村野敏男さん(写真左)と妻の文子さん。夫婦で20種の野菜を栽培

 村野さんは野津田町に自宅を構え、その近くに2反(20アール)ほどの畑を所有し、年間20種類ほどの野菜を栽培しています。アグリハウスや、昨年6月からは町田薬師池公園「四季彩の杜」西園にある地場食品直売所にも出荷を始めました。中でもキャベツとブロッコリーは品評会で高い評価を受け、おいしさと地元野菜の鮮度の良さで人気を集めています。

 野菜部会を通して土壌診断を毎年実施し、畑の状態にも気を配りながら、品質の良い野菜が少しでも多く出荷できるように努力を惜しまない村野さん。しかし、自らの力が及ばない天候で出来栄えが左右されることも。「一生懸命に育てた野菜が出荷できないこともあり、苦労しました」と、6年間の歩みを振り返って話します。

種から育てるこだわり
妻と二人三脚で農作業

野菜はこだわって種から育てています

 村野さんの野菜づくりのこだわりは、種から育てること。

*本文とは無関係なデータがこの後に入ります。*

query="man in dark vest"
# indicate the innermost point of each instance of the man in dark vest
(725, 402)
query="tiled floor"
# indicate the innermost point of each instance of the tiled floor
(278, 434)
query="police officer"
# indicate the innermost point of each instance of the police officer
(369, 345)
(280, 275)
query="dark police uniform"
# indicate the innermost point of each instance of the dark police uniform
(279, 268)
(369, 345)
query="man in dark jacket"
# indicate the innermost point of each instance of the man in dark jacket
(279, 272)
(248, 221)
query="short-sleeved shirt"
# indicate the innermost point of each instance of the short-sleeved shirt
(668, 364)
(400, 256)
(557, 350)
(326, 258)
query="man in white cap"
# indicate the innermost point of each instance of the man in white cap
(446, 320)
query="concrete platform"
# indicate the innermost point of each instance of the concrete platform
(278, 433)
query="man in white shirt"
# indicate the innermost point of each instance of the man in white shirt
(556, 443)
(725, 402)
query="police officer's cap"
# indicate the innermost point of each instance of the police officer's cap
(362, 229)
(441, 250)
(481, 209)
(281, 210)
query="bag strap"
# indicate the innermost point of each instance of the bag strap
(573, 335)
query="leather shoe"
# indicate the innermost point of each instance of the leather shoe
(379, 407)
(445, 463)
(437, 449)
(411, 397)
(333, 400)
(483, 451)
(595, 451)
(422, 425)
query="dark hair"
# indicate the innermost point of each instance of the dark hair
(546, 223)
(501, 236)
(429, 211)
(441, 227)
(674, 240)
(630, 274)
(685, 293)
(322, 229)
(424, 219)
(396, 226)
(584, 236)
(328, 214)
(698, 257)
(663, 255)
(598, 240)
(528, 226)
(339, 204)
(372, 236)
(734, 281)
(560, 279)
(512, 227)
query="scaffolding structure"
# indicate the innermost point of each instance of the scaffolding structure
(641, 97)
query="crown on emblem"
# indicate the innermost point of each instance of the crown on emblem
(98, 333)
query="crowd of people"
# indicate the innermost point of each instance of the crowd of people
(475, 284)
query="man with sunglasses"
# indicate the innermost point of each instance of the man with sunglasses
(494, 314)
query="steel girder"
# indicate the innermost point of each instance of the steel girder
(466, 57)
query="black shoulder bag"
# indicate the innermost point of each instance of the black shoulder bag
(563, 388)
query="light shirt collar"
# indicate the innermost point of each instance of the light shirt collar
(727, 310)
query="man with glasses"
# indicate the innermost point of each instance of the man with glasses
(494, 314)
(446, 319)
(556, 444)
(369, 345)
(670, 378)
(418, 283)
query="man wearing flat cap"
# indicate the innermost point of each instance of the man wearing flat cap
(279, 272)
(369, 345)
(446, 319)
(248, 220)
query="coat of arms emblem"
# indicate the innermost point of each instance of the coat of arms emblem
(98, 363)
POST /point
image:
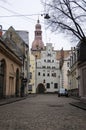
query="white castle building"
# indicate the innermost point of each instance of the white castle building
(47, 71)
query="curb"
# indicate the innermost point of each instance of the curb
(79, 105)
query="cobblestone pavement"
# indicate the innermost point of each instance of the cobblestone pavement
(42, 112)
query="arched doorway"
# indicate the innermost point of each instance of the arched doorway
(2, 78)
(41, 88)
(17, 83)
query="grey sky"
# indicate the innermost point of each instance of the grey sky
(29, 7)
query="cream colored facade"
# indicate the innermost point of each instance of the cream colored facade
(10, 85)
(32, 82)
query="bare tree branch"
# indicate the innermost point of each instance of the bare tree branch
(65, 16)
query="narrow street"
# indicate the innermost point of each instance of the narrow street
(42, 112)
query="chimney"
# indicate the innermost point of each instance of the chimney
(0, 30)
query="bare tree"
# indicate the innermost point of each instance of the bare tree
(67, 16)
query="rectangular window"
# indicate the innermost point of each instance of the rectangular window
(43, 74)
(30, 75)
(48, 85)
(39, 73)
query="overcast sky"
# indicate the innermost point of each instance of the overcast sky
(29, 7)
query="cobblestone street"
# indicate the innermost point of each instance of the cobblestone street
(42, 112)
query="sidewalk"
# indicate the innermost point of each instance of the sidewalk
(13, 99)
(10, 100)
(79, 104)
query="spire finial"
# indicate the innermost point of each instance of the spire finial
(38, 20)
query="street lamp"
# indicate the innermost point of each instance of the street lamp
(46, 16)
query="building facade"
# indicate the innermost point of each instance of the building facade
(10, 69)
(47, 71)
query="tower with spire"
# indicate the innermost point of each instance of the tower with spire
(37, 44)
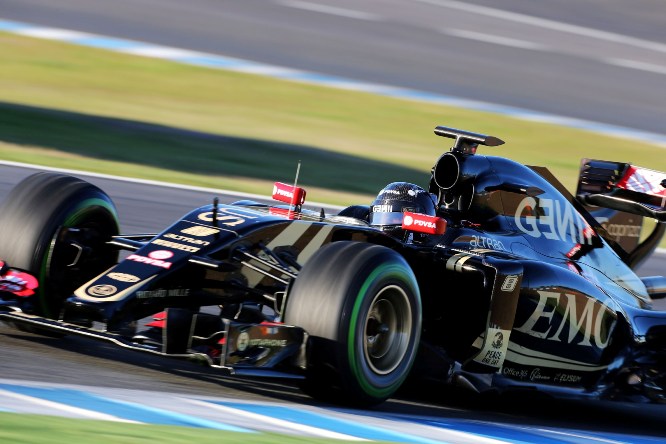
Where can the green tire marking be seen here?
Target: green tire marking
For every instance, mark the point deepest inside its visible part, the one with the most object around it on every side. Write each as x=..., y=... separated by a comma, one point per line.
x=392, y=270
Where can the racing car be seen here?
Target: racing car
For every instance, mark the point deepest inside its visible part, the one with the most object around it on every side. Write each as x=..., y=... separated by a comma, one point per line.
x=491, y=277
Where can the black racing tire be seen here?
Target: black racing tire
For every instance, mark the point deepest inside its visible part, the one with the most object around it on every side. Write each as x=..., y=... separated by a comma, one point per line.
x=360, y=305
x=56, y=227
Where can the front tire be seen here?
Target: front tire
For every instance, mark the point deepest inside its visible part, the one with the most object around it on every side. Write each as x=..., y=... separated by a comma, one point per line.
x=360, y=305
x=56, y=227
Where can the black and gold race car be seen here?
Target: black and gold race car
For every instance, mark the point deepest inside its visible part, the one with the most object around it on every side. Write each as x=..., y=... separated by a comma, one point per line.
x=491, y=277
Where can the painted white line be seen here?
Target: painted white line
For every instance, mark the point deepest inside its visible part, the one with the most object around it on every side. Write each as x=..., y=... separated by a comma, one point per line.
x=65, y=408
x=494, y=39
x=332, y=10
x=658, y=69
x=549, y=24
x=322, y=433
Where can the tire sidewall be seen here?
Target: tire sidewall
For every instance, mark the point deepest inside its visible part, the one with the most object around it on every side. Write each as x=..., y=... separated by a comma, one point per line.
x=352, y=332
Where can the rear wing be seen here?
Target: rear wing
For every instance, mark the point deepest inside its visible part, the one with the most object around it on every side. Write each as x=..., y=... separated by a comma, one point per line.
x=623, y=187
x=618, y=195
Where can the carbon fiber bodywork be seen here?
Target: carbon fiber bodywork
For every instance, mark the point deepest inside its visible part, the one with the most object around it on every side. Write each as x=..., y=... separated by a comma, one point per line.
x=525, y=289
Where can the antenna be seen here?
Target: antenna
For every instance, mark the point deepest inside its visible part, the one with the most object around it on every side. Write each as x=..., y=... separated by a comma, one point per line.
x=293, y=197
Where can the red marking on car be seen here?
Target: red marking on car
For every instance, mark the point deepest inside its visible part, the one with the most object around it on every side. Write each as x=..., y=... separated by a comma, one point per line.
x=423, y=223
x=159, y=320
x=288, y=193
x=18, y=283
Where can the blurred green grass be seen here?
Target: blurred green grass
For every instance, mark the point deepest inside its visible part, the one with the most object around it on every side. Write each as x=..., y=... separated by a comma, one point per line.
x=75, y=107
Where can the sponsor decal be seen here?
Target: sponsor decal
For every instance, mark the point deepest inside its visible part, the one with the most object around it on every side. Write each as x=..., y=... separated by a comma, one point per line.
x=486, y=243
x=189, y=240
x=123, y=277
x=268, y=342
x=149, y=260
x=566, y=378
x=536, y=376
x=619, y=231
x=556, y=221
x=382, y=208
x=515, y=373
x=160, y=254
x=498, y=340
x=495, y=347
x=510, y=283
x=102, y=290
x=151, y=294
x=199, y=231
x=579, y=321
x=243, y=341
x=175, y=245
x=456, y=262
x=423, y=223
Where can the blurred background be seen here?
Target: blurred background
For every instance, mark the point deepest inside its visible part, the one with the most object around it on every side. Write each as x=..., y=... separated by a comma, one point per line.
x=573, y=71
x=232, y=94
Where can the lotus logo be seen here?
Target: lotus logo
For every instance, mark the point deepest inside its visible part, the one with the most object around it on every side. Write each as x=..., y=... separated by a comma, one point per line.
x=123, y=277
x=102, y=290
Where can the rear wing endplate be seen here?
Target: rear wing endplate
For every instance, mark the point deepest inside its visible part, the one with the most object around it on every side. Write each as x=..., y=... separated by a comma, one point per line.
x=623, y=187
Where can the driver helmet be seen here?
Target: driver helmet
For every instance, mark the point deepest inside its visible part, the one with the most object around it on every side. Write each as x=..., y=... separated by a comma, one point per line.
x=396, y=198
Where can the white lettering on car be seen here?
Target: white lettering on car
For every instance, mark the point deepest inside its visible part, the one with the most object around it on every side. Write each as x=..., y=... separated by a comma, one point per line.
x=486, y=243
x=590, y=322
x=557, y=221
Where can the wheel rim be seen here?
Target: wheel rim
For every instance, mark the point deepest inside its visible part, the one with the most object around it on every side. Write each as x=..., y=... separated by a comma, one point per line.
x=66, y=267
x=388, y=326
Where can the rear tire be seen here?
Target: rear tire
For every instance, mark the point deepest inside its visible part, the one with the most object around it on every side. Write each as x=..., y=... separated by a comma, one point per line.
x=56, y=227
x=361, y=307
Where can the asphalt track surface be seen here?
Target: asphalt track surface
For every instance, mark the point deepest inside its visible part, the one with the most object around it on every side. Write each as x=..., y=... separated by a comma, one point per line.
x=527, y=57
x=146, y=208
x=588, y=59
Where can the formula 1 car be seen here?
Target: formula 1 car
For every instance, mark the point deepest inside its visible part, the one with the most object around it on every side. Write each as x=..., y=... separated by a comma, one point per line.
x=507, y=282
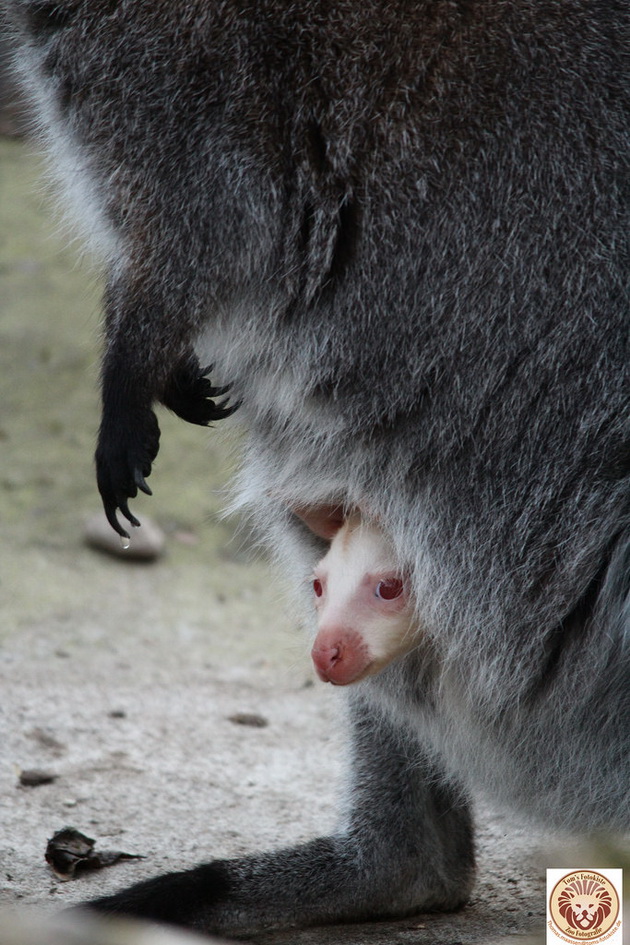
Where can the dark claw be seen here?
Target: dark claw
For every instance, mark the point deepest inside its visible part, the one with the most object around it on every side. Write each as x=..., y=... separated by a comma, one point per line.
x=138, y=478
x=189, y=394
x=123, y=505
x=128, y=444
x=110, y=512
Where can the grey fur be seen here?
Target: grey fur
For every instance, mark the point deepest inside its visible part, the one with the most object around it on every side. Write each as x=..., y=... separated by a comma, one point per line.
x=400, y=232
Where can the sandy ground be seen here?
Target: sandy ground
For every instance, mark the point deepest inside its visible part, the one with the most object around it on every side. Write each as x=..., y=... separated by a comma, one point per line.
x=121, y=678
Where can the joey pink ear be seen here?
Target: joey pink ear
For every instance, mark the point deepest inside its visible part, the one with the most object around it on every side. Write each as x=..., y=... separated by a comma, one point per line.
x=323, y=520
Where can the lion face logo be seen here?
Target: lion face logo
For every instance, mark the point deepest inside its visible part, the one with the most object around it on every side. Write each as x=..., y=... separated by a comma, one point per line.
x=584, y=904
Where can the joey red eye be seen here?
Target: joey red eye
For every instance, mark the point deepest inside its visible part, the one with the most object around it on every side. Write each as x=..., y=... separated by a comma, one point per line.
x=389, y=589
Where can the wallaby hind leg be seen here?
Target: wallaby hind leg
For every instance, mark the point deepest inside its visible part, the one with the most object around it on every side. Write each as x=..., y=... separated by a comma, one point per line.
x=406, y=846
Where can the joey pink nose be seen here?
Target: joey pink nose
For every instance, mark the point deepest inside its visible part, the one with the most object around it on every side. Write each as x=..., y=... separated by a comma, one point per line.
x=340, y=656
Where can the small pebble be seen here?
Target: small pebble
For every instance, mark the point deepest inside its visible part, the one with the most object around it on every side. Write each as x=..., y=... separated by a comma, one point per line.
x=146, y=544
x=249, y=718
x=33, y=777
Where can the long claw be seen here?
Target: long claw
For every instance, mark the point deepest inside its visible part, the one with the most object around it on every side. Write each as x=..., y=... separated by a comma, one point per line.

小さい種から大きな野菜に育つ、その過程を大事にし、苗づくり、施肥や消毒なども工夫して、日々農業に取り組んでいます。妻の文子さんとは結婚してちょうど40年。農業を始めてからは毎日二人で一緒に作業に当たっています。結婚して以来、父親の農業を手伝ってきた文子さんは、頼りになる経験者。知恵を借り、互いに意見を出し合って、試行錯誤を繰り返してきました。耕うんや防除は村野さんが、文子さんは荷造りを行うなど、それぞれが得意とする作業を分担し、それ以外は二人で協力し合いながら効率良く仕事を進めています。

趣味の菊づくりに20年
町田市長賞の表彰も

見事な大輪が並ぶ町田市菊花展

 村野さんの趣味は菊づくりです。20年ほど前に「鶴川菊友の会」に入り、毎年、薬師池公園で開かれる「町田市菊花展」や「JA収穫感謝市・植木市」に出品してきました。

 菊づくりは5月の挿芽から始まり、3本仕立ての基本となる誘引、定植、輪台の取り付けなど、とにかく手間が掛かります。特に苗づくりは重要で、花の咲き具合もこの苗づくりで決まると言われるほど。大輪を咲かせるため、手塩にかけて育てています。これまでに町田市長賞を受賞するなど数々の賞を受賞してきました。

 「立派に咲いてくれた菊の花が入賞したときには喜びを感じます」と村野さん。昨年は新型コロナウイルス感染症拡大の影響でイベントが中止になり、お披露目の機会がなくなってしまいましたが、「鶴川菊友の会」の会長を務め、地域の人たちに講習会で菊づくりの魅力を伝えています。

 「コロナ禍で苦労されている方がたくさんいらっしゃると思います。良質な野菜を提供し、元気の源になってくれればうれしいです」と語る村野さん。新鮮な野菜と目に鮮やかな菊の大輪の美しさで、周りの人たちを笑顔にしています。